THE VIRGINIAN-PILOT Copyright (c) 1996, Landmark Communications, Inc. DATE: Friday, January 19, 1996 TAG: 9601190114 SECTION: DAILY BREAK PAGE: E12 EDITION: FINAL SOURCE: Karen Baranski and Vorando Mack LENGTH: Medium: 55 lines
DEAR KAREN AND VORANDO,
I am having a hard time deciding if I should forgive my boyfriend and my best friend. You see, they slept together. They have apologized to me and said that they never meant to hurt me but I don't think that things like that just happen. How can I forgive them for hurting me and stooping so low? - Peace Deceived
Dear Peace Deceived: Your boyfriend has deceived you, destroyed your trust in him, and worse, put you and your best friend at odds. Your ``best'' friend has done the same.
Forgiving him might make him feel better, but face it, this won't mean that you have forgotten it. Keep in mind that forgiving him might also send a message that you don't intend - that it's OK to deceive you.
Having sex with someone isn't an accident that just happens, it's a voluntary act that can be controlled. Why can't your best friend and boyfriend control themselves? You all need to talk about that.
You have a right to expect for your boyfriend to be faithful to you, and it's not only out of consideration. People who have multiple partners risk contracting serious sexually transmitted diseases.

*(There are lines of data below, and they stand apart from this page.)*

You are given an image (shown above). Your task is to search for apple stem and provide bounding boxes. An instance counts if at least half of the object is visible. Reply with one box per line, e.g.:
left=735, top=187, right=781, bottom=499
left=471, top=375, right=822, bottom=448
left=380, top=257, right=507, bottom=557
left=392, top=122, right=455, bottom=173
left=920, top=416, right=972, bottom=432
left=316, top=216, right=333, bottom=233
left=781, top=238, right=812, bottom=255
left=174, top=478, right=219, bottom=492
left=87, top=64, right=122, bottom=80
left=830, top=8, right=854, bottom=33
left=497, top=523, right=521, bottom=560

Your boyfriend could be gambling with your health, too.
If he can convince you that he will never do this again, and if you are willing to take the chance that he might, then go ahead and forgive him. If not, give him the ``let's just be friends'' line and find a guy that will treat you with some respect.
Now about your so-called best friend, can you trust her with anything again? You've probably read that line that goes ``boyfriends come and go but best friends are forever.'' This is no joke. If a guy can come between the two of you then perhaps you aren't as close as you think.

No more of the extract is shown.